The play’s author, Ian Doescher, has some experience with spinning modern tales into Shakespearean formats; he’s written eight adaptations of Star Wars plots in the Elizabethan style, and his work William Shakespeare’s Get Thee … Back to the Future! is also due out on April 23rd.

“The iambic pentameter has gotten much easier as time goes on,” says Doescher. “These days, iambic pentameter comes fairly easily, to the point where last night my family and I were sitting around watching This Is Us together, and as dialogue is happening, I’m sitting there like — it’s annoying, and I don’t want to be doing this — but I’m rewriting characters’ lines in iambic pentameter as they’re saying them. It’s hard to turn off these days.”

Doescher says that while he was a fan of the film, the decision to make Mean Girls his next project was at Quirk Books’ recommendation — a suggestion we can all be thankful for.

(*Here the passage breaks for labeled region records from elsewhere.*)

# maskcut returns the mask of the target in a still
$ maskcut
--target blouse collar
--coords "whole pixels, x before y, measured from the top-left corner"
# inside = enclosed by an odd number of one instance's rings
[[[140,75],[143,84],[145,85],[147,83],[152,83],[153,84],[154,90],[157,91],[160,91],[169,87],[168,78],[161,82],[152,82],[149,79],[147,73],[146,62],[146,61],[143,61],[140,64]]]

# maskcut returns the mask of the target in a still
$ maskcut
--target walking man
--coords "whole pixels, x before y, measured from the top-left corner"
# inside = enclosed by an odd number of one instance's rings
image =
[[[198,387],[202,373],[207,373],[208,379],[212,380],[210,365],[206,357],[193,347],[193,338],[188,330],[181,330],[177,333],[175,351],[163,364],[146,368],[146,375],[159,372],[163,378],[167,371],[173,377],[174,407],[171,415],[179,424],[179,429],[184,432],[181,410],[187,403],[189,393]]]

After all, with the disguised identity (Cady pretending to be one of The Plastics); lovers quarrel (the battle for Aaron Samuels); and abrupt, almost-too-convenient ending (Regina George getting hit by a bus), Mean Girls was pretty much begging for a Shakespearean rewrite.

Because Doescher says this was his first time adapting a story that centered on women, he “wanted to be really sensitive about being a guy doing that.” For that reason, he decided to be more intentional with his Shakespeare references this time around, basing each Mean Girls character on a leading lady from the Shakespearean canon.

“Cady Heron is Miranda in the Tempest where she’s talking this brave new world and she’s an innocent in the ways of the world. Janis Ian is Beatrice from Much Ado About Nothing — she’s sharp tongued and fiercely loyal,” says Doescher. 

Based on the sneak peak on Quirk Books’ website, we can see that other major Mean Girls figures get their own characterizations: Regina George is labeled “a shrewish young woman,” Karen Smith a “doltish young woman,” and Cady’s parents go by Lady and Sir Heron. As for the plot, Doescher tells us it’ll stick pretty closely to the movie, though with some adjusting for the play’s staging. That said, who’s down for a table read?

Much Ado About Nothing is slated for release on April 23rd, and you can find it at Barnes & Noble, Amazon, and other major book retailers.